As the hotheaded eldest son of the family, Sean Combs delivers a performance that is noteworthy in that it fails on almost every level. It's contrived, overdone and weak. Combs never allows us to forget for a moment that we are watching a film; he utterly fails to draw the viewer into the carefully crafted world. Without the perfect strength of the three female leads, Combs' performance alone would have sunk the film. The three lead actresses -- Phylicia Rashad as the formidable matriarch, Audra MacDonald as the love-starved daughter-in-law, and Sanaa Lathan, the daughter with dreams of medical school -- convince powerfully at every turn. While minimally stagey, their portrayals of three women at different phases of life with different (and often opposing) desires is the strong point of the play.

The music also is anything but subtle, childishly boisterous at parts and intended to pull the viewer along rather than lead. A lighter hand would have sufficed nicely, but we are subjected to the full force of an orchestra.

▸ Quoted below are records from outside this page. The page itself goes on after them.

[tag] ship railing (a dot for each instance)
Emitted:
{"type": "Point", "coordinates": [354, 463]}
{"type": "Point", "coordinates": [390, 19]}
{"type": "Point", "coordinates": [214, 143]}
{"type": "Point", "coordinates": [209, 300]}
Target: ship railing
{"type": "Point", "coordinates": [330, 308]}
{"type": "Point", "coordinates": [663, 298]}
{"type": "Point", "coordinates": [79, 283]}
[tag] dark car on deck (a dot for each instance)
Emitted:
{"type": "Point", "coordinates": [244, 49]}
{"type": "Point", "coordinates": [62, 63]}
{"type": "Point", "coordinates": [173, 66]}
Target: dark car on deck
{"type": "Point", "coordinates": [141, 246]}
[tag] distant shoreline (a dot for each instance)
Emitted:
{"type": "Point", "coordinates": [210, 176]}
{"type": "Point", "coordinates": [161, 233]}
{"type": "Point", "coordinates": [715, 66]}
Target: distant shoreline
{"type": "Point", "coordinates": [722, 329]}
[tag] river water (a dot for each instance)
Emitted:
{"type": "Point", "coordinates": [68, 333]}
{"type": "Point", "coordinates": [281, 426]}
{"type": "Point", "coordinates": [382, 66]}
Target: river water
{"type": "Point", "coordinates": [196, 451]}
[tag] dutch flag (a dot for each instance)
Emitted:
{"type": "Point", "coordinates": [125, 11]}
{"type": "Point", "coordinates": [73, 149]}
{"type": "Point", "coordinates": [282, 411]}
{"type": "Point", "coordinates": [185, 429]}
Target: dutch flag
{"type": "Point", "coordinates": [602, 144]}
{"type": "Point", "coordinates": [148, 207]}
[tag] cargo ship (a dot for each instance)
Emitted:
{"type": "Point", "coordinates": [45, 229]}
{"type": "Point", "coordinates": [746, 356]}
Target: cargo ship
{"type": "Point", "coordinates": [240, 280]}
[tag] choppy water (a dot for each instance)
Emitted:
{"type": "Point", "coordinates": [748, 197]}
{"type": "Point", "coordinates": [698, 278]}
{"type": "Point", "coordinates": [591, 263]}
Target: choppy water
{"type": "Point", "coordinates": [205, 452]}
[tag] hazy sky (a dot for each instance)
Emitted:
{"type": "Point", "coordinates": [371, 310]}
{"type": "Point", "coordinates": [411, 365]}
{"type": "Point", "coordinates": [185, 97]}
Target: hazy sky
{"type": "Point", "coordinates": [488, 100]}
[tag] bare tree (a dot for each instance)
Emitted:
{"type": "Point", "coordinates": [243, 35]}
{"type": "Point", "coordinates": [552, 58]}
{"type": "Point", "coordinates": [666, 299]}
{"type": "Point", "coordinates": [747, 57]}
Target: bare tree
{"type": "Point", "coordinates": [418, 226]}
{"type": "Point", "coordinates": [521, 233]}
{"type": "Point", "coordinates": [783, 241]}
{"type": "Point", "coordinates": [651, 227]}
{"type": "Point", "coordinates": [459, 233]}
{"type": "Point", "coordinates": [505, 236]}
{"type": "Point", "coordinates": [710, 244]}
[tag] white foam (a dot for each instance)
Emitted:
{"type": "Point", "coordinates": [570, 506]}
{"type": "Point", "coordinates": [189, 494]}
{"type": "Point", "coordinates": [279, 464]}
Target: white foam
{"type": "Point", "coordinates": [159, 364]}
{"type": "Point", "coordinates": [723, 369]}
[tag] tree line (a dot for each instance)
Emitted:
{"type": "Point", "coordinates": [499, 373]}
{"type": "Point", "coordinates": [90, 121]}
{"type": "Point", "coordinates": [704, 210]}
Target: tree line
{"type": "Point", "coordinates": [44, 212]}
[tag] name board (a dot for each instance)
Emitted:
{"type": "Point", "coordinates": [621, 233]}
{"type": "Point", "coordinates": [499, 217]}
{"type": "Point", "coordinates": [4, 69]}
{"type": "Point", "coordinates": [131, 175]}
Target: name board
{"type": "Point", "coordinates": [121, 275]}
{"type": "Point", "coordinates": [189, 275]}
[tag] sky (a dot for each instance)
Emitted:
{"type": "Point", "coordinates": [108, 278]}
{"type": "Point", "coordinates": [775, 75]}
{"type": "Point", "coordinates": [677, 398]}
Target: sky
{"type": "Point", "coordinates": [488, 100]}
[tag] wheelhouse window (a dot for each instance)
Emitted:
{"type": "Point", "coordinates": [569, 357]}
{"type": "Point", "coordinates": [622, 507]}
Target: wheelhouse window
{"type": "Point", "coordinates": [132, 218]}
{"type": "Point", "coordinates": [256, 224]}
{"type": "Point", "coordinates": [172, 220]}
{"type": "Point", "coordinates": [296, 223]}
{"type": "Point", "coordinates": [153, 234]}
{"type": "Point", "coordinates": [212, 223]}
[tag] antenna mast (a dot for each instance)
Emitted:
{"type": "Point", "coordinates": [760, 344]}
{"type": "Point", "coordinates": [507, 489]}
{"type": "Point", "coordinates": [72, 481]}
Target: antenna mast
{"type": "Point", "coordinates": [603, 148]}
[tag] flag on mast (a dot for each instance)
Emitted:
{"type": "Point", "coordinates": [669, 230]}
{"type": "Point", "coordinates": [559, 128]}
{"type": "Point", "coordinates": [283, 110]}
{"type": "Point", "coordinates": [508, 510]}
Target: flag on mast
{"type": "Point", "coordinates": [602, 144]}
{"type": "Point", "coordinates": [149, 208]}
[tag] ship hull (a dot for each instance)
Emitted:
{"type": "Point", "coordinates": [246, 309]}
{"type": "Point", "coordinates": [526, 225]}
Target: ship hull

The lighting and costumes are vibrant and well done, but still seem to scream theater rather than cinema. Ultimately we are left to ask: Why a film? With a overtly theatrical performance by Combs, slightly overdone costumes and play-like staging, why mess with a good thing? Is this merely for archival purposes? A Raisin in the Sun explores powerful themes of family and race, but could have been enhanced by better production values.